One solution that both sides of the political spectrum can agree on is a de-escalation of the nationalization of all issues. Allow California to live under the policies it chooses,and allow Oklahomans to live under their policies. By allowing these policy battles to be waged locally there won’t be such division nationally. As Madison described in Federalist 45, “The powers delegated by the proposed Constitution to the federal government are few and defined. Those which are to remain in the State governments are numerous and indefinite.” The states, by design, would be the arena for the vast majority of policy decisions. This allows geographic neighbors with a more shared background to decide the laws and regulations they will be governed by. Since individuals may have a very diverse history of life experiences depending on where they might live, they may be able to choose a very different type of governmental policy that best suits their unique community. Not only does federalism allow for varied local solutions, it also allows for multiple remedies to be attempted for the same problem at the same time. As Supreme Court Justice Louis Brandeis wrote in the 1932 New State Ice Co. v.
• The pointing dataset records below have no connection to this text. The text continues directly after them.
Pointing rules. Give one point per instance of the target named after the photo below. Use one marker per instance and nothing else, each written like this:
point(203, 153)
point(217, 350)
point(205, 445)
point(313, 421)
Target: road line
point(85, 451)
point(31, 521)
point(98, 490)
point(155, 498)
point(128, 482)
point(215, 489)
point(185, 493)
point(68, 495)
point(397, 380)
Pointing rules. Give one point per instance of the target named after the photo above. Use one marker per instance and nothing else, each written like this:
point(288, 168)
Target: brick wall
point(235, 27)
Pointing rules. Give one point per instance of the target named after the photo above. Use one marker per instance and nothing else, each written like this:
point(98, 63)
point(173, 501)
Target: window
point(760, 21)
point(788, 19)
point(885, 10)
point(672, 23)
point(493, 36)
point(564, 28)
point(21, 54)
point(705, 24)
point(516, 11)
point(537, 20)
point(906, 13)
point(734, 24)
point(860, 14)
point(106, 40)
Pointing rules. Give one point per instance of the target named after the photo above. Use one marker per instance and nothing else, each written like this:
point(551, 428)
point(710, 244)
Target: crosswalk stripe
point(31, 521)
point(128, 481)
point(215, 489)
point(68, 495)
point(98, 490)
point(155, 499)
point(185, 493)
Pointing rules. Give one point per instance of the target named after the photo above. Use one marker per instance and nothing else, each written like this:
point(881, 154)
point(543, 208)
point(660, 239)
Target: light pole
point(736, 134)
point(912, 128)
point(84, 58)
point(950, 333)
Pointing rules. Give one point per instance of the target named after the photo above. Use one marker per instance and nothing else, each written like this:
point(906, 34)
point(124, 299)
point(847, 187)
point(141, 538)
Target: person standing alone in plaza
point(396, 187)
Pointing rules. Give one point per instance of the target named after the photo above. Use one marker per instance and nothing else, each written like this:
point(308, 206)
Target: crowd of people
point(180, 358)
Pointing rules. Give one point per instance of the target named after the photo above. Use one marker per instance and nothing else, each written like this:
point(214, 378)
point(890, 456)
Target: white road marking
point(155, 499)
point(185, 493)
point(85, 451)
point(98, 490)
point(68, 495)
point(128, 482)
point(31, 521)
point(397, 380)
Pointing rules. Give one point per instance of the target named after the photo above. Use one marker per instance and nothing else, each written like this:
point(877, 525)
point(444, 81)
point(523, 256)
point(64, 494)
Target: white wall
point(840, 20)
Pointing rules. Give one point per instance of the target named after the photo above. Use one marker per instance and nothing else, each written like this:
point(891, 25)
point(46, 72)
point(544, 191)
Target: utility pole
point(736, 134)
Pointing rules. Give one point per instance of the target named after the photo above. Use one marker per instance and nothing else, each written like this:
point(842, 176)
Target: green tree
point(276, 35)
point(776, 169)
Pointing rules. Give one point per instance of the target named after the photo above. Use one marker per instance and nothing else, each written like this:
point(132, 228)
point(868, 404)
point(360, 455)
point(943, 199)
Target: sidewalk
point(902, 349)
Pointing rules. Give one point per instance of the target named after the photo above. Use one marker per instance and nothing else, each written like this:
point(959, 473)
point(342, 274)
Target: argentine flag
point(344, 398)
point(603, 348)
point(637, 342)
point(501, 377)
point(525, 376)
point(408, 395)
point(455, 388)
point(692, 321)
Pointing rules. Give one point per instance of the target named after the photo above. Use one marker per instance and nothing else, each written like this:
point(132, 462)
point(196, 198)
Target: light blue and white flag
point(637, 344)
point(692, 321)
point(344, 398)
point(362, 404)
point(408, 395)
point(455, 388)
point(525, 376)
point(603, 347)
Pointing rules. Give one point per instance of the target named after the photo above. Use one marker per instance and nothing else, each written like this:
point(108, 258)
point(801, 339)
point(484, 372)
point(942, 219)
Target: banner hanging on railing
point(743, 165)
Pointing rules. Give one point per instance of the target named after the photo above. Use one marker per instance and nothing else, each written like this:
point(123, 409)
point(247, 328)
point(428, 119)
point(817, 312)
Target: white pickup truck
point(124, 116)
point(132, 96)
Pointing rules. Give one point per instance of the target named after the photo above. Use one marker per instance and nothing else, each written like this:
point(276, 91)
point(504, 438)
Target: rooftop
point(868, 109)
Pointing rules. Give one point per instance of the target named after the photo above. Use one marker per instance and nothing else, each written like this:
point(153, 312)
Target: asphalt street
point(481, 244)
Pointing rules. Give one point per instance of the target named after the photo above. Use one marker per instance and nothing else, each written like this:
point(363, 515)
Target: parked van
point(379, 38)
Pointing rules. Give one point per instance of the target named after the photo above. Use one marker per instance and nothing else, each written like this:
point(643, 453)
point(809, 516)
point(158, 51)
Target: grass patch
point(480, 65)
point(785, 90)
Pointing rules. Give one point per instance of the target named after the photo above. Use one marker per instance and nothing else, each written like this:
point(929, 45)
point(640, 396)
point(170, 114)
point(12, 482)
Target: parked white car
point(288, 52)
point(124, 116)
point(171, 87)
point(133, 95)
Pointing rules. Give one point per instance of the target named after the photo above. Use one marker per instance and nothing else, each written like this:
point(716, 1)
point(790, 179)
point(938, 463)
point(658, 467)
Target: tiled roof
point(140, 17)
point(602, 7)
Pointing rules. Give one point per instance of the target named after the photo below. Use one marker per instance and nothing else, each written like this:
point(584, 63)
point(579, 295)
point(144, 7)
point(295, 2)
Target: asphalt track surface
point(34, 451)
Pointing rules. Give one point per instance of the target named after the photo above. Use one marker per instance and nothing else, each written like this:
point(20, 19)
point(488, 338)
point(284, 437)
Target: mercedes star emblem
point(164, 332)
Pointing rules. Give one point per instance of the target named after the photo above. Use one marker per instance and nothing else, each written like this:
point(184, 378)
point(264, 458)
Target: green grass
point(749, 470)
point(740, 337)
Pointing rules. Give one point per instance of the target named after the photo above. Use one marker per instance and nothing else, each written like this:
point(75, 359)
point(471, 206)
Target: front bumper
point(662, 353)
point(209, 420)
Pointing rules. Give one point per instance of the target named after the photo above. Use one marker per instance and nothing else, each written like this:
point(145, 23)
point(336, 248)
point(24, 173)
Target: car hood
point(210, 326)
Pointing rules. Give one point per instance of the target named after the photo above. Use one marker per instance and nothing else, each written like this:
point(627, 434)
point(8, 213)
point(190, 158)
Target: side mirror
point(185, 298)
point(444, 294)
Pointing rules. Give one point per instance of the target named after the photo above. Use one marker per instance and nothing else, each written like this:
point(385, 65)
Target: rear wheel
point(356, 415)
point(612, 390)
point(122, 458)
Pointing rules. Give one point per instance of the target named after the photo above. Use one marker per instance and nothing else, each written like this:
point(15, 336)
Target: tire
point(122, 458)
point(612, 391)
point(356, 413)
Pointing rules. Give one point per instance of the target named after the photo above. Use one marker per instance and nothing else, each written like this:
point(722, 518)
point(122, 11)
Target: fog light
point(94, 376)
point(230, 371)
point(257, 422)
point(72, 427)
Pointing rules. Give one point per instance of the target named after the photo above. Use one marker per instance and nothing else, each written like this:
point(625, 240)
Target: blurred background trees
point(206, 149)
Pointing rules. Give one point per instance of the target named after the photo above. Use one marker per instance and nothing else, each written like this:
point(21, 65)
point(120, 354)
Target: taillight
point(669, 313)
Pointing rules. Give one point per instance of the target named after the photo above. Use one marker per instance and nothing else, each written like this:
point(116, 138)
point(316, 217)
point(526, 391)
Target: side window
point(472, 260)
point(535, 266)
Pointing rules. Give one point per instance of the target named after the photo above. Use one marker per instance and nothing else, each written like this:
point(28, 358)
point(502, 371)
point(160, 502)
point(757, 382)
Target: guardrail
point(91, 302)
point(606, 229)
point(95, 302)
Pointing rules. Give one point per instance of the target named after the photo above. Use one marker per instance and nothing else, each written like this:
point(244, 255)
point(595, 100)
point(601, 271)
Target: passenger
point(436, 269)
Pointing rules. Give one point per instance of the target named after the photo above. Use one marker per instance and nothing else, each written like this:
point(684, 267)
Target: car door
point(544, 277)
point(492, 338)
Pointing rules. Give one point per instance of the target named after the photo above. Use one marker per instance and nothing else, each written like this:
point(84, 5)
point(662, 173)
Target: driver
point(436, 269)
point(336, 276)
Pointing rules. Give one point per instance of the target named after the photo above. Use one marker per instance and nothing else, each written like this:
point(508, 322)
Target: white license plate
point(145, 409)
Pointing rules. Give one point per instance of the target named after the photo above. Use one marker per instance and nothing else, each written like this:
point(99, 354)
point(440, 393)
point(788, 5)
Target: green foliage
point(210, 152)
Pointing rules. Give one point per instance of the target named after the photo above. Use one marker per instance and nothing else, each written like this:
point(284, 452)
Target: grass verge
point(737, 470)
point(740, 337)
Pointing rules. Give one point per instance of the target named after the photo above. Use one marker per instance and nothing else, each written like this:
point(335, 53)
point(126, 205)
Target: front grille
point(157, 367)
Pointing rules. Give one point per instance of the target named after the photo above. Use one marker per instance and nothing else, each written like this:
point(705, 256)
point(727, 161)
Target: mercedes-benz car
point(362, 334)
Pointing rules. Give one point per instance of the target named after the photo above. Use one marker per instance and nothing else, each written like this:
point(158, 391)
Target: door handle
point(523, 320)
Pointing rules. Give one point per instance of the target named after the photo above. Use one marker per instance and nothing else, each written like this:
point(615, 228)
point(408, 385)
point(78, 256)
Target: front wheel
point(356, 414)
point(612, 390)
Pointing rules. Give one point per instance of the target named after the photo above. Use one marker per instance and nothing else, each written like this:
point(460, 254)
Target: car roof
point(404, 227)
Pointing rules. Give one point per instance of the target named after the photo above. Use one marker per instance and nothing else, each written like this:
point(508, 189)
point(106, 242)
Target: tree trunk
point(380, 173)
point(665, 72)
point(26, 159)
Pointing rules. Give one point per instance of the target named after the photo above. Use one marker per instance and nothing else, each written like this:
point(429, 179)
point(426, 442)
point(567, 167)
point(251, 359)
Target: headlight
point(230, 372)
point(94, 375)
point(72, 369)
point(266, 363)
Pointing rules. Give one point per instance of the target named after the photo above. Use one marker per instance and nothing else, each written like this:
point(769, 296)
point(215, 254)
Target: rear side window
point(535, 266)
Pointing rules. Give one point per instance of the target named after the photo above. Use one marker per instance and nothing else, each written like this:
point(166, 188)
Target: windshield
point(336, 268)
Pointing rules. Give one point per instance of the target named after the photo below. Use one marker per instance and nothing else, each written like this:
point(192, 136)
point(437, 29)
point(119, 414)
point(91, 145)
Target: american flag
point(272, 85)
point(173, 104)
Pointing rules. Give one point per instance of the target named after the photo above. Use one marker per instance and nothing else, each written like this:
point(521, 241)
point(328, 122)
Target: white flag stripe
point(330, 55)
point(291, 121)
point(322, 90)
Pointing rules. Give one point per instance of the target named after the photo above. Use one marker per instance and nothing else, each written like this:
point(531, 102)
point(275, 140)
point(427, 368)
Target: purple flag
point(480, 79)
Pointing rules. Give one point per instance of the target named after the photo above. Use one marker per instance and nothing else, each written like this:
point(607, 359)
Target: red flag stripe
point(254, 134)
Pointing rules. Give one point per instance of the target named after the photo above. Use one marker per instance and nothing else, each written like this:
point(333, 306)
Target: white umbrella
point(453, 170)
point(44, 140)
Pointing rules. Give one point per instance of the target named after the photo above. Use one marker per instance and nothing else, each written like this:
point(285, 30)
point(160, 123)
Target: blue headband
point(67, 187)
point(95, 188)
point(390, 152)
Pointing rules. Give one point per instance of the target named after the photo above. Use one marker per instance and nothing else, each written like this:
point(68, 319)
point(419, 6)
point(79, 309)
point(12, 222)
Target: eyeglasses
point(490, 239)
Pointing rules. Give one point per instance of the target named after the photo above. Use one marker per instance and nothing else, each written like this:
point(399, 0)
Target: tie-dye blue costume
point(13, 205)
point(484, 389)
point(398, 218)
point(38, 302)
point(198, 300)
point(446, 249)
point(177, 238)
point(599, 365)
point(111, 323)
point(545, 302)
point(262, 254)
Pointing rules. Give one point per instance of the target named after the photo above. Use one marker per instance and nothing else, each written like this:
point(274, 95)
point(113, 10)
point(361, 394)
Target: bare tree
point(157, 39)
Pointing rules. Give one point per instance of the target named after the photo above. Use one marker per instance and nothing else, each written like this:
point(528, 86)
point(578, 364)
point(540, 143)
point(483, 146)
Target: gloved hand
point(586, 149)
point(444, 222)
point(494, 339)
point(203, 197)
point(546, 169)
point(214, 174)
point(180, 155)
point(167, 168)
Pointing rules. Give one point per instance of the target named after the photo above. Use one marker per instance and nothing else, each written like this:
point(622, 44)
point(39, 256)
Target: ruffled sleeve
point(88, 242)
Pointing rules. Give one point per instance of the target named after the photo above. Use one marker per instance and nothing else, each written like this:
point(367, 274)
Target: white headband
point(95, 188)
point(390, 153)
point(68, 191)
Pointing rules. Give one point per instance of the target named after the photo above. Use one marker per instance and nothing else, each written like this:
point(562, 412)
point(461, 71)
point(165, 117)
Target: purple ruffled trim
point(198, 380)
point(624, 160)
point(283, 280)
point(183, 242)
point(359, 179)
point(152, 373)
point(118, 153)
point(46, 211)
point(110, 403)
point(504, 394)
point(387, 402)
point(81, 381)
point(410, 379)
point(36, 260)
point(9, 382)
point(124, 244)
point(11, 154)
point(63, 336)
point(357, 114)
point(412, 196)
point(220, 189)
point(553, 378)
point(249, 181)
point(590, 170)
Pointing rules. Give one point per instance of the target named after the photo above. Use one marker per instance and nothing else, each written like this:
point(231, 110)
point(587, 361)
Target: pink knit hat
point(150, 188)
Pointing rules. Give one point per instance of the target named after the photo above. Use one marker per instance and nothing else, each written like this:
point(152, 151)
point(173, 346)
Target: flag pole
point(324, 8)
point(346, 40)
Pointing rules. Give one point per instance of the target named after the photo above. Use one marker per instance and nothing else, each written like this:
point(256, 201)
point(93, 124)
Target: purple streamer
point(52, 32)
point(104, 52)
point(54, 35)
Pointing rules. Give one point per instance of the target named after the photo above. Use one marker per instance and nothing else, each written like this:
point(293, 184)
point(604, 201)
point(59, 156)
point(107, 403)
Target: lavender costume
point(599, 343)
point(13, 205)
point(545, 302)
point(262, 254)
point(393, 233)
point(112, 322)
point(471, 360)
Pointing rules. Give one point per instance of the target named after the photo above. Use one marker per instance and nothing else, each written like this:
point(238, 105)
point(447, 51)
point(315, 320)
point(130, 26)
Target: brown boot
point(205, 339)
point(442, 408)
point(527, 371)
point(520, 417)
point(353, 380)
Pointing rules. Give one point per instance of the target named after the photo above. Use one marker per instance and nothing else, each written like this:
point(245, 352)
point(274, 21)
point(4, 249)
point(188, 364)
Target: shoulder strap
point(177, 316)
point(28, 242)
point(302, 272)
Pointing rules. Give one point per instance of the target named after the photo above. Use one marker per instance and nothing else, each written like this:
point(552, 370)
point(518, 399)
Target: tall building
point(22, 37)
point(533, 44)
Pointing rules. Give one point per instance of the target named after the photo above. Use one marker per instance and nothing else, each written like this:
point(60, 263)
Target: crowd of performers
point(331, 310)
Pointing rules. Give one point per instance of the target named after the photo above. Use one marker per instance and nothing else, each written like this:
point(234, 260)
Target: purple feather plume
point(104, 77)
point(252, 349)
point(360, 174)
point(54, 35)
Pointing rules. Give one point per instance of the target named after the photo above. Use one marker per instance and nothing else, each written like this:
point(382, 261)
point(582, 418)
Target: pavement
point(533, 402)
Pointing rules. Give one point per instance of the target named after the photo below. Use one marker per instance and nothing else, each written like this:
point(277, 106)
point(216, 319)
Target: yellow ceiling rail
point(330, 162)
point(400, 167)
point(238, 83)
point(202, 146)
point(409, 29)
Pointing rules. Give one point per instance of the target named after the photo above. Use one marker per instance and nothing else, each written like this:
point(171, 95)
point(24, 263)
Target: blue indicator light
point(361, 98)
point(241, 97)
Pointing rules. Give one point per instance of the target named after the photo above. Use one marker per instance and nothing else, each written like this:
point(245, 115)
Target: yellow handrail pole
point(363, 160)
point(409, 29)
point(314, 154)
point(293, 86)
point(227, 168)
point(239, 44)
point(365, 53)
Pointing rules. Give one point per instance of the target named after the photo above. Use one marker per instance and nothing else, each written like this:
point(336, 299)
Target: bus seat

Liebmann case, a “state may, if its citizens choose, serve as a laboratory; and try novel social and economic experiments without risk to the rest of the country.” These laboratories of democracy will not only allow states to experiment with what policies are most effective for their state, but will also minimize the unrest that stems from polarizing national policy. If most of our policymaking decisions were to be done at the local level, much of the fervor driving citizens across the country into their disparate factions would be subdued by limiting the effects of policy making decisions to smaller sections of the country. If citizens are unhappy with a policy they can address the issue with their local official or vote them out of office, instead of resenting those across the country who advocate the policy who do not share their views. This federalism system was designed to empower familiar local leaders who were attuned to the needs of their local districts, rather than distant congressmen in Washington
Uniting a broken people
Ultimately the answer will have to come from something beyond politics. Madison stated in a speech to the Virginia Ratifying Convention on June 20th, 1788:
Is there no virtue among us? If there be not, we are in a wretched situation. No theoretical checks-no form of government can render us secure. To suppose that any form of government will secure liberty or happiness without any virtue in the people, is a chimerical idea, if there be sufficient virtue and intelligence in the community, it will be exercised in the selection of these men. So that we do not depend on their virtue, or put confidence in our rulers, but in the people who are to choose them.
We must be a virtuous people to heal the wounds caused by tribalism. We can disagree on domestic policy, but we must have some basic moral principle that calls us to respect our neighbor. Federalism can help ease the tensions in our society, but ultimately, we are in desperate need of a spiritual revival.